[Python-ideas] dir with a glob?

Steven D'Aprano steve at pearwood.info
Thu Jun 30 18:31:38 CEST 2011


Ben Finney wrote:
> Sturla Molden <sturla at molden.no> writes:
>>> dir(object, "foo*")
>> I ask again: what would you expect (give an example) the output of this
> to be?

That specific example should return an empty list, since object has no 
attributes that match the glob foo*
>> What I am asking is if the need to filter the output from dir is so
>> common that it could warrant a change to Python?
>> Given that we already have ways to filter a sequence built into the
> language, I doubt the need for a special way to filter the output from
> some particular function.

There is precedence though.
Many string methods have special way to limit their output to some 
subset of results, rather than relying on a generic, built-in way to do 
the same thing:
mystr.find("spam", 23, 42) vs mystr[23:42].find("spam")
dir itself already duplicates functionality available elsewhere:
 >>> dir() == sorted(globals())
True
dir with an argument is a little trickier, but it's not far off a one-liner:
dir(d) == sorted(
 set(sum((o.__dict__.keys() for o in ((d,)+type(d).__mro__)), []))
 )
(at least for new-style objects with no __slots__).
dir is a convenience function, designed for interactive use.
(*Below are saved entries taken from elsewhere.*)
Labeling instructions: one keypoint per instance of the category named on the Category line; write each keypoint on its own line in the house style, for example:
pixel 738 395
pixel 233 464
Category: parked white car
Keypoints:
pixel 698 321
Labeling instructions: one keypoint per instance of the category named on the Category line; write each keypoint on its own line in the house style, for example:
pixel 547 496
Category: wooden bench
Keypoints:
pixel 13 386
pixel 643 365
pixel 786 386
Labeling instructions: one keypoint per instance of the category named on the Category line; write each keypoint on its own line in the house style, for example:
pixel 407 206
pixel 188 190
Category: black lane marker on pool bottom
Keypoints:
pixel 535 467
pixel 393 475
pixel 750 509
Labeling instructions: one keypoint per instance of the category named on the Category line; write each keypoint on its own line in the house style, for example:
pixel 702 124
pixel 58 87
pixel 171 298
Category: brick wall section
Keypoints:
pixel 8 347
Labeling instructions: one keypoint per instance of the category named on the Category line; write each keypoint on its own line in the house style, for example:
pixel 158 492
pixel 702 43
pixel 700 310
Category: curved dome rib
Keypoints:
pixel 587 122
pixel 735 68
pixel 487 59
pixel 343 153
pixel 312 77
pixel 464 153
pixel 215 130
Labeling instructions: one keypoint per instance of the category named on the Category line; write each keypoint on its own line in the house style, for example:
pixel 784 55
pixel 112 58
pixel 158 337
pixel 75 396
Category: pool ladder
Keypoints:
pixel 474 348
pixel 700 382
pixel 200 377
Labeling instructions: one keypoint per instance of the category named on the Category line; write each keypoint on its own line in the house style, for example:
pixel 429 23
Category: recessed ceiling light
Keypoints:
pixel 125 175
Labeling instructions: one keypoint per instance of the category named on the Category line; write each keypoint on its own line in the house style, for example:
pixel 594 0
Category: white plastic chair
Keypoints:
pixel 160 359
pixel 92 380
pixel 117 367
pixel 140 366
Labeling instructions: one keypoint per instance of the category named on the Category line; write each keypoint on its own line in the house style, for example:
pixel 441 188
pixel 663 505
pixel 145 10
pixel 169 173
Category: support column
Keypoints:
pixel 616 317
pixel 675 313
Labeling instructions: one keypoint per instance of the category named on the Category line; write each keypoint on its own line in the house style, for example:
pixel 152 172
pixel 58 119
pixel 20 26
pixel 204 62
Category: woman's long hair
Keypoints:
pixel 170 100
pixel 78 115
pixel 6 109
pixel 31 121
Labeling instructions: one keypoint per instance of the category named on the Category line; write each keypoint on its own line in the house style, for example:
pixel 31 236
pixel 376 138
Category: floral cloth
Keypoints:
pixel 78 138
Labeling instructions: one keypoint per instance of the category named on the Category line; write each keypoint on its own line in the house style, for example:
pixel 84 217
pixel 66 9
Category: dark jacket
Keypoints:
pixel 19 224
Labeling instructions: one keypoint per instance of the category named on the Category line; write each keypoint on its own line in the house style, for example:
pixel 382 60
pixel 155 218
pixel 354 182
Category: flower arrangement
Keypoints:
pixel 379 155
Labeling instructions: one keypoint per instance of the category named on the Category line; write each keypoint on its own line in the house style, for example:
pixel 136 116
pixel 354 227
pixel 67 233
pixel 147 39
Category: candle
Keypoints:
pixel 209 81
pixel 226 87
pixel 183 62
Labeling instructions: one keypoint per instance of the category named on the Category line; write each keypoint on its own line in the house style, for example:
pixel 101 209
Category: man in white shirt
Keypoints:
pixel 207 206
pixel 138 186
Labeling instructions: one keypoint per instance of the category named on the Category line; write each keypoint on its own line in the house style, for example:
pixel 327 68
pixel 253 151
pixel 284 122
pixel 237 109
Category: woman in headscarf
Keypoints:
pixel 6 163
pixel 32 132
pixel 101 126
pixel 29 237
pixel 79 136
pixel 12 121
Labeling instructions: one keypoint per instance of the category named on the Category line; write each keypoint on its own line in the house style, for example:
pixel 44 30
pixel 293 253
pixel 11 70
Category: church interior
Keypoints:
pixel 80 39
The docs 
make it explicit:
[quote]
Because dir() is supplied primarily as a convenience for use at an 
interactive prompt, it tries to supply an interesting set of names more 
than it tries to supply a rigorously or consistently defined set of names...
http://docs.python.org/library/functions.html#dir
Given that, I see no downside to making dir more convenient for 
interactive use. That's what it's for.